Déjà , en 1997, plus de 100 kg de cocaïne ont été saisis à l’aéroport international de Johannesburg, qui a ravi à celui du Caire le titre d’aéroport le plus utilisé d’Afrique. Selon les statistiques, la cocaïne est la principale drogue sur le marché du trafic illicite dans plusieurs pays d’Afrique. En Zambie par exemple, la cocaïne occupe la première place, 80% étant expédiés en Europe et 20% consommés sur place, selon la Drug Enforcement Commission.
Les causes
D’abord, les trafiquants recherchent de nouveaux itinéraires via l’Afrique après le renforcement des contrôles sur les côtes atlantiques sud de l’Europe. L’Afrique est depuis quelques années la cible des trafiquants de cocaïne qui viennent de l’ouest (Colombie) et des trafiquants d’héroïne qui viennent de l’est (Afghanistan) d’après les experts de l’ONU. Ainsi, certains cargos quittent le Venezuela et tracent une ligne droite directement vers les côtes d’Afrique de l’Ouest.
Ils accostent au Sénégal, en Guinée-Bissau, au Ghana, en Guinée-Conakry, au Togo, au Nigeria, en Mauritanie, etc, pays où les organisations criminelles se sont implantées et récupèrent la drogue, sous le couvert de trafic licite car celle-ci arrive cachée avec d’autres marchandises. La cocaïne est ensuite réacheminée vers l’Europe avec des bateaux de pêche qui font du cabotage pour arriver côté atlantique en Espagne et au Portugal, voire même en Méditerranée.

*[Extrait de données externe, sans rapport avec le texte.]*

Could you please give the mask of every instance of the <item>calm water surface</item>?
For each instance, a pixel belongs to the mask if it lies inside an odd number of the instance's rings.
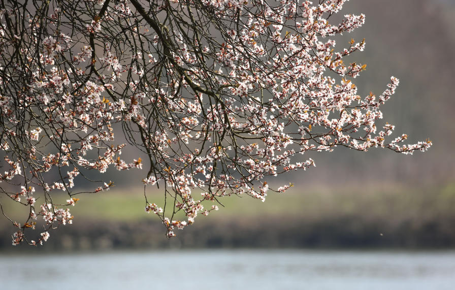
[[[0,289],[455,289],[455,251],[179,250],[0,255]]]

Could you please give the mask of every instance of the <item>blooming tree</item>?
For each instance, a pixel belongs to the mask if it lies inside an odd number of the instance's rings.
[[[285,191],[268,180],[314,165],[299,158],[308,151],[427,149],[376,126],[397,78],[379,95],[358,94],[366,65],[345,60],[365,41],[339,47],[333,37],[365,16],[331,23],[346,1],[2,1],[0,191],[29,209],[19,223],[0,203],[13,244],[71,223],[75,183],[93,171],[143,163],[144,188],[167,201],[146,195],[145,210],[170,237],[218,209],[206,201]],[[93,192],[113,184],[93,182]],[[66,203],[53,201],[57,190]]]

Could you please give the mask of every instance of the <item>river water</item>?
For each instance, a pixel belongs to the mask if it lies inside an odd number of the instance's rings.
[[[452,290],[455,251],[178,250],[0,255],[0,289]]]

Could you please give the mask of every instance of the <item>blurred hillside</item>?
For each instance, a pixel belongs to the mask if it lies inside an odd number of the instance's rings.
[[[294,183],[290,192],[271,194],[264,204],[225,199],[225,208],[197,220],[170,243],[156,217],[143,211],[143,192],[136,187],[143,176],[114,170],[108,179],[115,190],[79,197],[75,224],[51,234],[46,246],[455,246],[455,1],[351,0],[341,12],[360,13],[366,24],[337,40],[341,48],[351,38],[366,38],[365,51],[352,58],[368,64],[354,82],[359,93],[380,94],[391,76],[399,78],[383,107],[383,122],[408,134],[409,143],[429,138],[429,151],[340,148],[305,155],[316,168],[273,183]],[[10,247],[13,230],[5,221],[0,248]]]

« En Afrique de l’Ouest, on peut acheminer de plus grandes quantités de drogue sans se faire remarquer en raison d’un réseau africain de surveillance quasi inexistant », selon Amado Philip de Andres, représentant adjoint de l’Office de l’ONU contre la drogue et le crime (ONUDC) à Dakar interrogé par la presse sénégalaise. De plus, de nombreux pays ouest-africains sont classés parmi les plus pauvres et les plus corrompus du monde. Et vu les dispositions pénales relativement peu répressives dans certains pays de la région de l’Afrique de l’Ouest, les trafiquants préfèrent se faire condamner là plutôt qu’en Europe ou ailleurs.
Par ailleurs, on notera l’insuffisance de la couverture policière : 180 policiers pour 100 000 habitants, c’est la moyenne continentale, alors qu’elle est de 363 agents pour 100 000 habitants en Asie. Les méthodes des trafiquants peuvent varier, mais ils envoient généralement des quantités importantes de drogue : 2,5 tonnes environ. La drogue prend également la voie aérienne, à partir des pays africains concernés vers l’Europe. Les flux sont très élevés à raison de 2 à 3 kg par porteur (mulet).

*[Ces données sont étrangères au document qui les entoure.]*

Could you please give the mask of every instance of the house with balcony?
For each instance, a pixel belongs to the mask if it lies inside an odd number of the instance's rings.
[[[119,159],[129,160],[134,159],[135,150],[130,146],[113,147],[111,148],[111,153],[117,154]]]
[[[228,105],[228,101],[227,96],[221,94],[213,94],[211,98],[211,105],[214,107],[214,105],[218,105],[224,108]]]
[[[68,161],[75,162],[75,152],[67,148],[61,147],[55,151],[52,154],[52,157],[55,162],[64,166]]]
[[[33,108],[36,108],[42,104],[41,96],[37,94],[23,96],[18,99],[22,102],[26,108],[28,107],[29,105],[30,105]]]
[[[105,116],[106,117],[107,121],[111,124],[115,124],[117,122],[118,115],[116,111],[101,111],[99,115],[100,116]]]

En 2006, 1272 kg de cocaïne ont été saisis dans les aéroports parisiens, contre un peu plus de 600 kg en 2002. La voie terrestre est, quant à elle, utilisée jusqu’au Maroc, et dans une moindre mesure jusqu’en Algérie et en Libye. De là , les circuits mafieux déjà en place pour l’herbe et la résine de cannabis font remonter la cocaïne sur l’Europe, par exemple avec des go-fast, ces bateaux à moteur à fond rigide pouvant atteindre 1000 chevaux et qui traversent la Méditerranée en un temps record.

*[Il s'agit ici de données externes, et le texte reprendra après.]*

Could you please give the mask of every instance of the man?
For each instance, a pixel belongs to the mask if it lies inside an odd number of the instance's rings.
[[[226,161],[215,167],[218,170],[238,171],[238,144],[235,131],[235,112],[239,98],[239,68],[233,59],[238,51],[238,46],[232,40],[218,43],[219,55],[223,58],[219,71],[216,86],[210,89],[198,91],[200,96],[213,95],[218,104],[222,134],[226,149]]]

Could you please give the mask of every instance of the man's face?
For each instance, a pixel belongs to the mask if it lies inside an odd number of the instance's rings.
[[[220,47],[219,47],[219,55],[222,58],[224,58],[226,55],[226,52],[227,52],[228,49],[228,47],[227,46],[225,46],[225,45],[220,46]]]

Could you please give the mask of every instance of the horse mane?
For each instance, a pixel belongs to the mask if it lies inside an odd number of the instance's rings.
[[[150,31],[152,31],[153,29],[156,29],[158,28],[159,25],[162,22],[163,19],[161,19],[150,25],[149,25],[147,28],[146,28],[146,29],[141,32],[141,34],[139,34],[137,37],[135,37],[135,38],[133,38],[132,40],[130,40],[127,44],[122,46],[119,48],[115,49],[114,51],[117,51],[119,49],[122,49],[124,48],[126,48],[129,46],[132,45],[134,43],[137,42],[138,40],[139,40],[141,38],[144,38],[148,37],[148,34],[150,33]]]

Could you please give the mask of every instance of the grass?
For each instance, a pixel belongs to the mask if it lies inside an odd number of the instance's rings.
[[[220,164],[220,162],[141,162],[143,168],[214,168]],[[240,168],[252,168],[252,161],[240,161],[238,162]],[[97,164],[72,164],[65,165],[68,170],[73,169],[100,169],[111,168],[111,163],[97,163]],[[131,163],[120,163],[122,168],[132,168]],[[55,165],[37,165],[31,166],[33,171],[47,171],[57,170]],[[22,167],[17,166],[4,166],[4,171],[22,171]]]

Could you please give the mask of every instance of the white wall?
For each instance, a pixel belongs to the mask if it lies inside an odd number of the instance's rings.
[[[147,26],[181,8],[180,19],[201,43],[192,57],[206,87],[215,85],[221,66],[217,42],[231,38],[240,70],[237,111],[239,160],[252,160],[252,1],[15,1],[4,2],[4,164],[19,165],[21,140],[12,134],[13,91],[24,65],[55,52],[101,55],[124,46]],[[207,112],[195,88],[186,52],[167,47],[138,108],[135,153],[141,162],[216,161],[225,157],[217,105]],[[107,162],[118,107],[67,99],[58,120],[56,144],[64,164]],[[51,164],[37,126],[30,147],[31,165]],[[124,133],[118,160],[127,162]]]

Il arrive aussi que des sacs contenant la cocaïne soient largués des avions lorsqu’ils survolent une île inhabitée (la Guinée-Bissau en compte environ 70), où ils sont ensuite ramassés par des complices à bord de canots rapides. Ces cargaisons importantes sont ensuite divisées, morcelées, pour être emmenées en plus petites quantités en Europe, par avion ou bateau. Mais parfois, la totalité est tout simplement acheminée par bateau vers le Portugal ou l’Espagne.
L’autre cause est l’augmentation de la demande européenne : un kilogramme de cocaïne se vend à 80 000 dollars en Europe contre 50 000 dollars aux Etats-Unis.